Plaintiff, who refers to himself as "Gentleman Marshall," imprudently believes he is not subject to taxation. He claims California and the United States have violated a litany of his constitutional rights in collecting taxes from him and have engaged in extortion and racketeering. Defendants, collectively, move to dismiss the complaint arguing the court lacks jurisdiction and that Marshall fails to state a claim for relief. The Court agrees with defendants that Marshall's claims are "universally well-rejected contention[s]" and neither establish jurisdiction nor state a claim for relief. (Doc. No. 12-1 at 6.) Accordingly, the Court GRANTS defendants' dismissal motion.

I. BACKGROUND

Marshall Pfeiffer asserts he is not subject to taxation and attempts to re-define the statutory definition of "income." (Doc. No. 12-1 at 6.) Marshall states he exchanges his knowledge for compensation which is spent on sustenance producing neither profit nor gain. (Doc. No. 1 at 8.) Over the past ten years, Defendants have approached Marshall via U.S. Mail and telephone, and seized his bank account. (Id.) Defendants believe Marshall is a "tax protester" who files frivolous pleadings. (Doc. No. 12-1 at 6.) Marshall seeks relief from this Court to: (1) restrain Defendants from taxing his labor as a gain or as a profit; (2) order Defendants to return all Marshall's funds seized; (3) decree Marshall's labor belongs to Marshall; and (4) decree Marshall's compensation is neither a profit nor a gain. (Doc. No. 1 at 8.)

II. LEGAL STANDARDS

A motion to dismiss under Rule 12(b)(6) tests the legal sufficiency of a plaintiff's complaint. See Navarro v. Block, 250 F.3d 729, 732 (9th Cir. 2001). "[A] court may dismiss a complaint as a matter of law for (1) lack of cognizable legal theory or (2) insufficient facts under a cognizable legal claim." SmileCare Dental Grp. v. Delta Dental Plan of Cal., 88 F.3d 780, 783 (9th Cir. 1996) (citation omitted). However, a complaint will survive a motion to dismiss if it contains "enough facts to state a claim to relief that is plausible on its face." Bell Atl. Corp. v. Twombly, 550 U.S. 544, 570 (2007). In making this determination, a court reviews the contents of the complaint, accepting all factual allegations as true and drawing all reasonable inferences in favor of the nonmoving party. See Cedars-Sinai Med. Ctr. v. Nat'l League of Postmasters of U.S., 497 F.3d 972, 975 (9th Cir. 2007).

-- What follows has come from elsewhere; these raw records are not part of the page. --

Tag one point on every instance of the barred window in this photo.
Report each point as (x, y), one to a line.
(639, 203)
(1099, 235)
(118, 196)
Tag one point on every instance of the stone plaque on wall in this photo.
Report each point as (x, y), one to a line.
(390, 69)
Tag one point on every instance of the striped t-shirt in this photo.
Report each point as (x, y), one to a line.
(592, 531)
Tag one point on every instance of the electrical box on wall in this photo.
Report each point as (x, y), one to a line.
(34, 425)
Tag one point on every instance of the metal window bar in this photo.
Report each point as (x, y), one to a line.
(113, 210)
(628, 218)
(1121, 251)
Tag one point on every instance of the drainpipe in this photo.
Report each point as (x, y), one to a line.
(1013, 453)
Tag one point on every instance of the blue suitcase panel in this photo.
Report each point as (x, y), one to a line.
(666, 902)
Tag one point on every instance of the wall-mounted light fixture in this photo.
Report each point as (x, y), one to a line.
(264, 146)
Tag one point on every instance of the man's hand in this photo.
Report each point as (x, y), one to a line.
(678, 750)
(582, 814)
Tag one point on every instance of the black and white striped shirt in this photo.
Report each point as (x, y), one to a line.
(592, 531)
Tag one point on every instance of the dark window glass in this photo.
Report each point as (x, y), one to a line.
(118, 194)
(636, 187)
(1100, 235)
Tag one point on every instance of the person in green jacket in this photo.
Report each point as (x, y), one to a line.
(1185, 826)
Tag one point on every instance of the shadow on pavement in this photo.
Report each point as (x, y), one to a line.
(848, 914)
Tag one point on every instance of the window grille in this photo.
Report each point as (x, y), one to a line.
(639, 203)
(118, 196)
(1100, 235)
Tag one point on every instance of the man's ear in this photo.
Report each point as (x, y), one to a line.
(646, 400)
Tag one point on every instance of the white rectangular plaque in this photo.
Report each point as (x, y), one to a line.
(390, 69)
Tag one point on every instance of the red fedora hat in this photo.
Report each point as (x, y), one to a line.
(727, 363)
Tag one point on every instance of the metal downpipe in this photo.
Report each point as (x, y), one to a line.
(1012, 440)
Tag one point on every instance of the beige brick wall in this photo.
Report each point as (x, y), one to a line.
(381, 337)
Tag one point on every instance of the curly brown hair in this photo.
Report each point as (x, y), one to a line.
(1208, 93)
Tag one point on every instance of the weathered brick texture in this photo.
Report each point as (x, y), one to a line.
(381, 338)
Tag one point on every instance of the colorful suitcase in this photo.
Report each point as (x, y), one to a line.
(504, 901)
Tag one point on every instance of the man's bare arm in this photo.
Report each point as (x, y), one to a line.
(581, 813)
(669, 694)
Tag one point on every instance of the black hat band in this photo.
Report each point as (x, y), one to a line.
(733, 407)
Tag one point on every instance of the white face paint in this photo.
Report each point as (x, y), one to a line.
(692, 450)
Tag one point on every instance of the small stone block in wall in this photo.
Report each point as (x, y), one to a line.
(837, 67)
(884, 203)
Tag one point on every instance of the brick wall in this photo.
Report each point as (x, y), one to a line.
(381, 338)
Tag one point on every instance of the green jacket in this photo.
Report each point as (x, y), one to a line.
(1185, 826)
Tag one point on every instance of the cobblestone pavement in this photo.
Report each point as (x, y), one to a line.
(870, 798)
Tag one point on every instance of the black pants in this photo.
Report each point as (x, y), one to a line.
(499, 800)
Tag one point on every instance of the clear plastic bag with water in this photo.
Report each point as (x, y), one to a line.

Notwithstanding this deference, the reviewing court need not accept legal conclusions as true. See Ashcroft v. Iqbal, 556 U.S. 662, 678 (2009). It is also improper for a court to assume "the [plaintiff] can prove facts that [he or she] has not alleged." Assoc. Gen. Contractors of Cal., Inc. v. Cal. State Council of Carpenters, 459 U.S. 519, 526 (1983). However, "[w]hen there are well-pleaded factual allegations, a court should assume their veracity and then determine whether they plausibly give rise to an entitlement to relief." Iqbal, 556 U.S. at 664.

Additionally, pro se pleadings are held to "less stringent standards than formal pleadings drafted by lawyers" because pro se litigants are more prone to making errors in pleading than litigants represented by counsel. Hughes v. Rowe, 449 U.S. 5, 9 (1980) (internal quotations omitted). Thus, the Supreme Court has stated that federal courts should liberally construe the "'inartful pleading' of pro se litigants." Eldridge v. Block, 832 F.2d 1132, 1137 (9th Cir. 1987) (quoting Boag v. MacDougall, 454 U.S. 364, 365 (1982)).

III. DISCUSSION

Defendants argue Marshall's complaint fails for three reasons: (1) Marshall has failed to establish that this court has proper subject matter jurisdiction over the action; (2) Marshall's complaint fails to establish a claim upon which relief can be granted; and (3) Marshall has failed to properly serve the defendants. (Doc. No. 12-1 at 6.)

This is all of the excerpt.